01 Why bother with products
Three reasons it's worth the five-minute setup for your top sellers:
- COGS auto-fills. Sell 80 cappuccinos today, nouz computes 80 × €0,42 = €33,60 of COGS automatically. No mental math at close-out.
- Margin ranking unlocks. Statistics can't rank products you haven't set up. The product performance card only shows items with product-level data.
- Price experiments become measurable. If you bump cappuccino price by 50 cents next month, you can compare margin contribution before and after — only if you have product-level history.
02 The four fields
On Products → + Add product:
- Name. What you call it in your head. "Cappuccino", "Pain au chocolat".
- Sale price. Gross — what the customer pays. VAT included.
- COGS per unit. What it costs you to serve one. Beans + milk + cup + lid.

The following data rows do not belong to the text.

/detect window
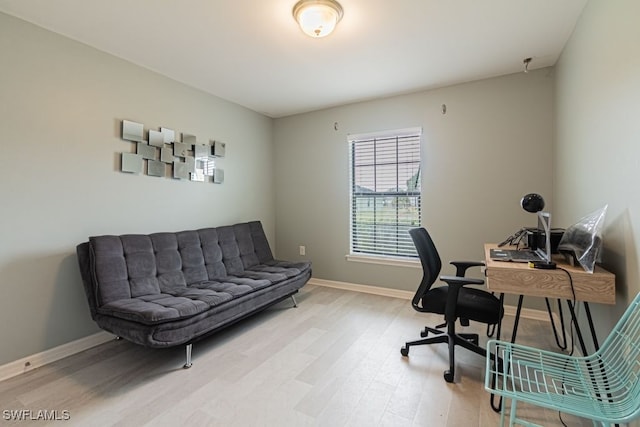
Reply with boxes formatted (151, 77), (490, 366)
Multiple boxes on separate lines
(349, 128), (422, 259)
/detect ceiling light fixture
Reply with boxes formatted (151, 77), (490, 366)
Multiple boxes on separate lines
(292, 0), (343, 38)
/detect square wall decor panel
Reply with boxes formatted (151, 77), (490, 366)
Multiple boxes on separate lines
(174, 142), (190, 158)
(149, 130), (164, 147)
(213, 168), (224, 184)
(148, 160), (165, 177)
(191, 168), (205, 182)
(173, 161), (189, 180)
(182, 134), (197, 144)
(161, 127), (175, 144)
(194, 144), (209, 159)
(212, 140), (226, 157)
(161, 146), (175, 163)
(121, 152), (143, 174)
(203, 157), (215, 176)
(137, 142), (156, 160)
(122, 120), (144, 142)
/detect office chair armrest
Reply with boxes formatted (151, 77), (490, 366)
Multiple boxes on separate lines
(439, 275), (484, 287)
(449, 261), (485, 277)
(440, 275), (484, 322)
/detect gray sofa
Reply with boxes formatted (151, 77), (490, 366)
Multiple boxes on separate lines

- Tax rate. Defaults to your business default. Override if this product has a different rate (takeaway food, books).
03 A worked example
A cappuccino, served at the counter:
Behind the scenes, every time you log a cappuccino sale, nouz reads the snapshot of that product's sale price and COGS at the moment you set it up. Subtract VAT (20% of €3,80 = €0,63), subtract COGS (€0,42), and your margin per cup is €2,75 before transaction fees. Sell 80 of them and your day's gross margin from cappuccinos alone is €220.
04 Start with your top five
You don't need every SKU. Most owners get 80% of their margin signal from the top five products. Start with those — the ones you sell the most of — and add the long tail later as you have time. Until then, log the rest as manual revenue (no product) for the daily total.

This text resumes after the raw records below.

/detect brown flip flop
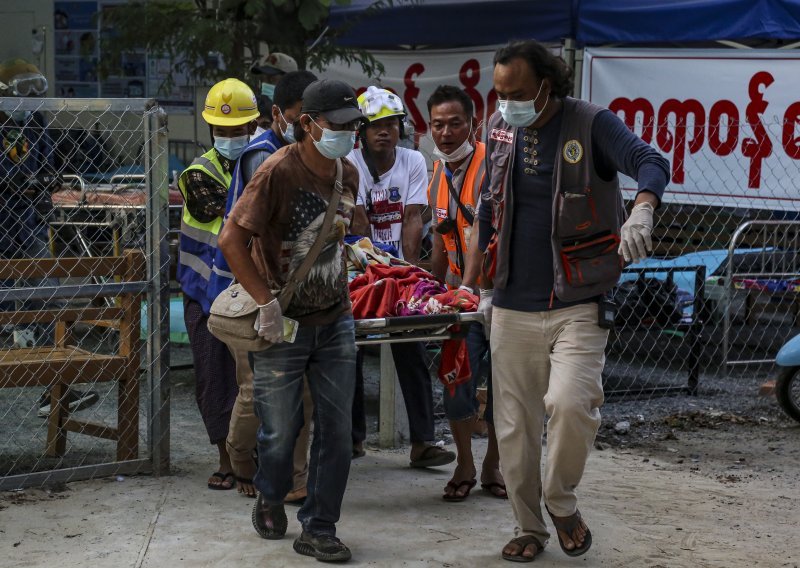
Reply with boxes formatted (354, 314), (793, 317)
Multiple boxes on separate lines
(207, 471), (235, 490)
(442, 478), (477, 502)
(481, 481), (508, 499)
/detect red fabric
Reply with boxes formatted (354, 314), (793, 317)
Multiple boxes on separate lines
(438, 333), (472, 396)
(350, 277), (401, 320)
(429, 289), (479, 313)
(349, 264), (432, 292)
(349, 264), (435, 319)
(349, 265), (478, 319)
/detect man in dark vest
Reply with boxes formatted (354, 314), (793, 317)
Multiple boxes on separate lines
(478, 40), (670, 562)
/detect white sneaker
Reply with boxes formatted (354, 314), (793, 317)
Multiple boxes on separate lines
(13, 329), (36, 348)
(38, 389), (100, 417)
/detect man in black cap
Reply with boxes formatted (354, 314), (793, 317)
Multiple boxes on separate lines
(219, 79), (363, 563)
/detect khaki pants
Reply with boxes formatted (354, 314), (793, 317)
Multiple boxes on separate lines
(491, 303), (608, 546)
(226, 347), (313, 493)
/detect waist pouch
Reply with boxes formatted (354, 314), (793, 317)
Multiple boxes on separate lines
(208, 283), (283, 352)
(560, 233), (622, 287)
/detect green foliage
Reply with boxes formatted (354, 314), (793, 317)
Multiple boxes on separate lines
(99, 0), (392, 93)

A typical café's top five: cappuccino, espresso, drip coffee, pain au chocolat, sandwich. A salon's top five: cut, colour, blow-dry, beard trim, gel polish. A small retail shop's top five depends entirely on what you sell, but you know what they are. Set those up first.
05 The snapshot rule
This snapshot behaviour is deliberate. It means a price bump or a COGS update going forward doesn't silently rewrite your past P&L. Your March numbers always reflect March prices, even if you change everything in October. Your accountant likes this; your future self likes this when you cross-reference an old VAT return.